JP: Good stories are good stories. Period. Doesn't matter about blending. In fact, the more the better, provided the overall story is good. My work is a perfect example. I write in a variety of genres that reflect not only my own interests but also what I think readers want to read. It's more a reflection of the 21st-century mind that demands so much more from everything. The writer's task is to deliver.
SB: Labels are truly aggravating. They seem to be used by others, more for convenience, than by writers out of necessity. ITW is a great example. We are a blend of a variety of thriller subgenres, but the common thread through us all, we hope, is the goal of good stories told well. Just like with people, pigeonholing books is equally difficult and should be avoided.

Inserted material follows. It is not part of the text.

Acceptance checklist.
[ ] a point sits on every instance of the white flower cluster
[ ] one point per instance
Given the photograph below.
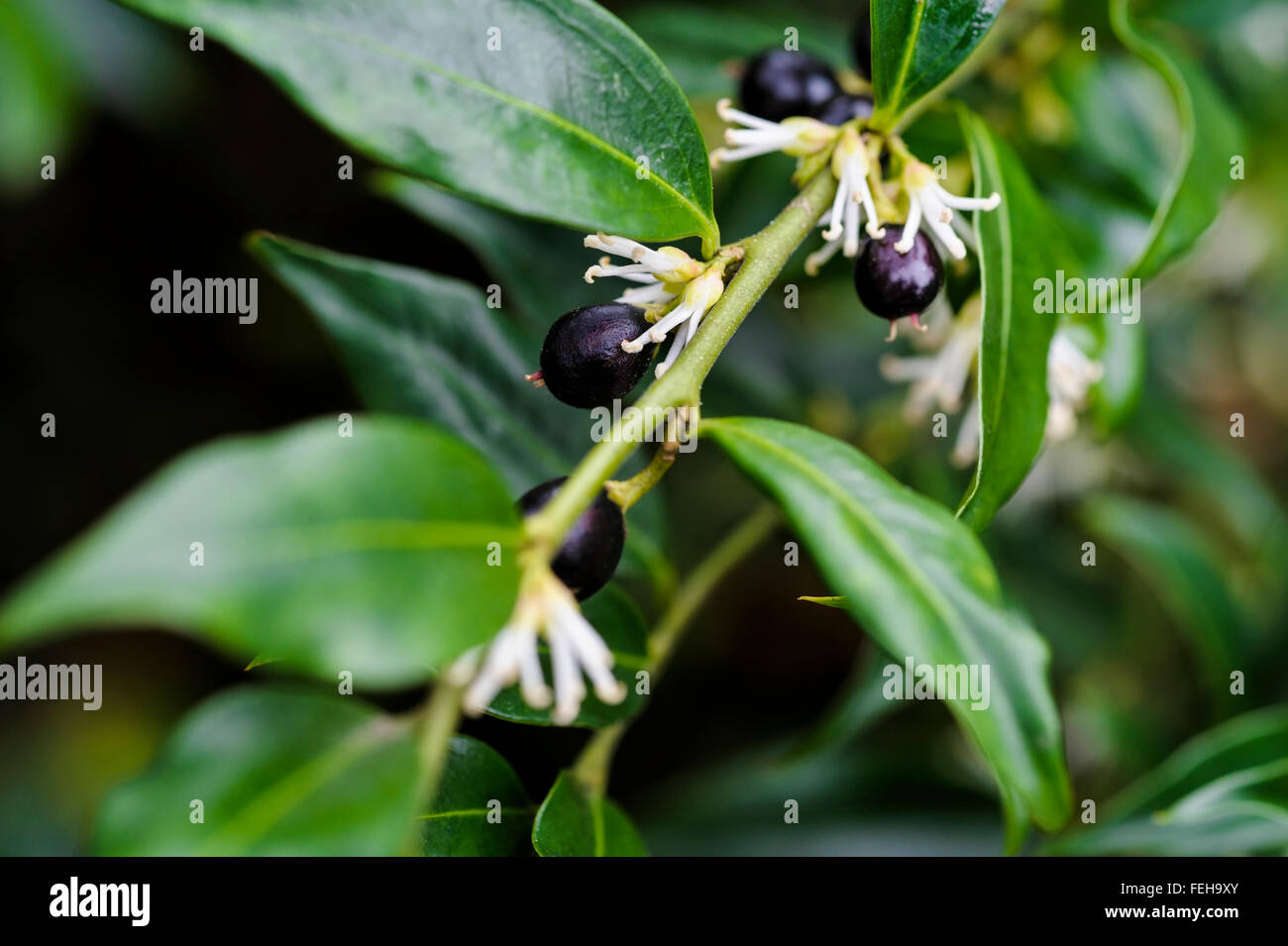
(668, 274)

PGA: James, I know that Thriller hasn't even been released yet, but with all the extremely positive pre-publication buzz, have you contemplated doing another Thriller anthology or even making it an annual collection?
JP: Certainly ITW wants to do more of this kind of thing, and there's talk of another anthology in a couple years. Of course, all that depends on the success of Thriller. But, so far, everything is pointing in the right direction. The pre-orders are through the roof, and reviews have been universally excellent. So, we'll see.